Work hardening is usually a good idea to help employees return to work after an injury. But not all employees have access to this helpful tool after a work injury.
When does an inured worker heal from a work injury?
What kind of restrictions does an injured workers have from a work injury?
What kind of work will an injured worker be able to do with after an injury?
There are no easy answers for these questions. Unfortunately, I believe the insurance industry likes easy answers to these questions. They particularly like those easy answers that lead them to stop paying temporary benefits and return workers back with no restrictions based on medical evidence they have helped massage or produce.
But one semi-helpful practice that accounts from some shades of grey in the return-to-work process is work hardening.
What is work hardening?
Work hardening is when a medical doctor releases an employee to go back to work part-time and then ratchets up hours and duties over the course of a few weeks or months.
Work hardening stands in contrast to what I call return to work by ambush where an employee gets suddenly shifted from temporary total disability to release to return full duty and/or with no restrictions.
Work hardening allows someone to ease back to into work. Done properly an employee should also be able to collect temporary partial disability benefits while they are working reduced hours during work hardening.
Who gets work hardening?
I see work hardening with larger employers who have some ability to accommodate lighter duty positions. I also see work hardening with employees who are still employed by the employer where they were injured.
This leaves many employees out. Workers for smaller firms often miss out on work hardening. Employees working for employers without light duty may not get work hardening.
More on who does and doesn’t get work hardening.

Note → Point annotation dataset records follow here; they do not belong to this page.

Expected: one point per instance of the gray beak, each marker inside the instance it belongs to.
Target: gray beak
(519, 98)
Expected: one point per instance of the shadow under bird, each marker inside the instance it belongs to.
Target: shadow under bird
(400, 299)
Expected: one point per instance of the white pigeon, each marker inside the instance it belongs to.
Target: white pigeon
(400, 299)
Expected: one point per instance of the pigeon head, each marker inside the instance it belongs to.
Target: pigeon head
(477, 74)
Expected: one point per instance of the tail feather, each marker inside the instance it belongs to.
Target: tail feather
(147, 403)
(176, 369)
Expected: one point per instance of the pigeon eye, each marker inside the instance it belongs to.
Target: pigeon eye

As stated above, employees generally need to be still be employed to get benefit from work hardening. Many workers don’t have this luxury. A recent Texas Department of Insurance study, shows that an majority of injured workers aren’t working for their employer a year from injury.

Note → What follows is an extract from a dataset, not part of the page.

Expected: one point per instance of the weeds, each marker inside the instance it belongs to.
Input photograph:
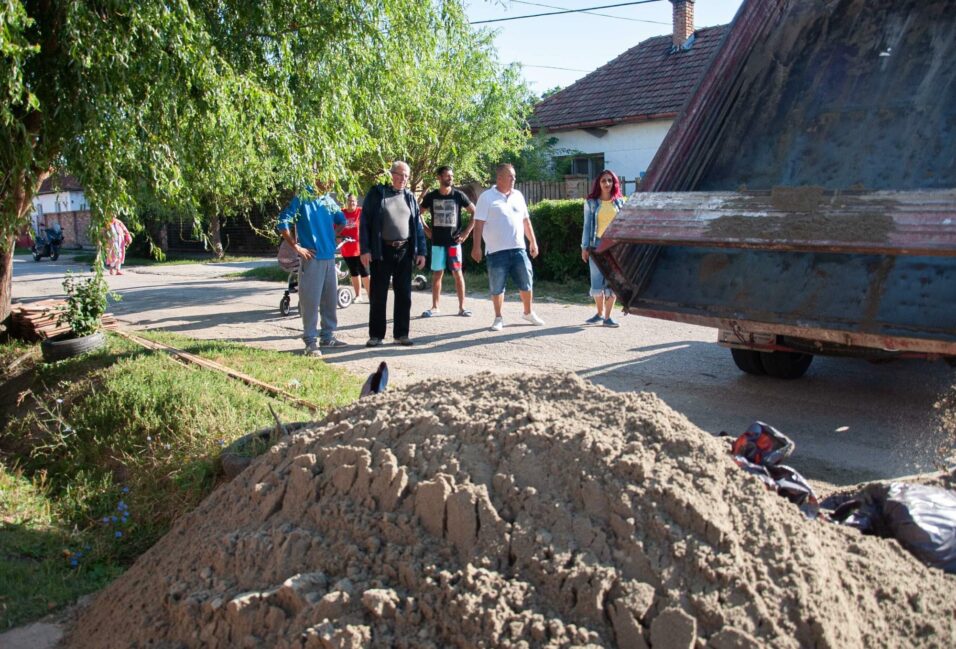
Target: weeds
(113, 446)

One reason is that recovery from an injury often takes longer than the required 12 weeks of job protected leave under the Family Medical Leave Act. The Americans with Disabilities Act makes unpaid leave a reasonable accommodation. But at best ADA leave is a short-term extension of FMLA leave. (I won’t even address workers’ compensation retaliation in this post, but it also plays a factor)
But as I’ve wrote previously, unions often negotiate return-to-work programs that incorporate work-hardening. Heavily unionized industries like meat packing usually have work hardening as well. But even if a union doesn’t expressly negotiate return to work issues, unionized employers and unionized industries typically have relatively liberal leave policies that allow employees to maintain the employment relationship during an extended recovery from a work injury.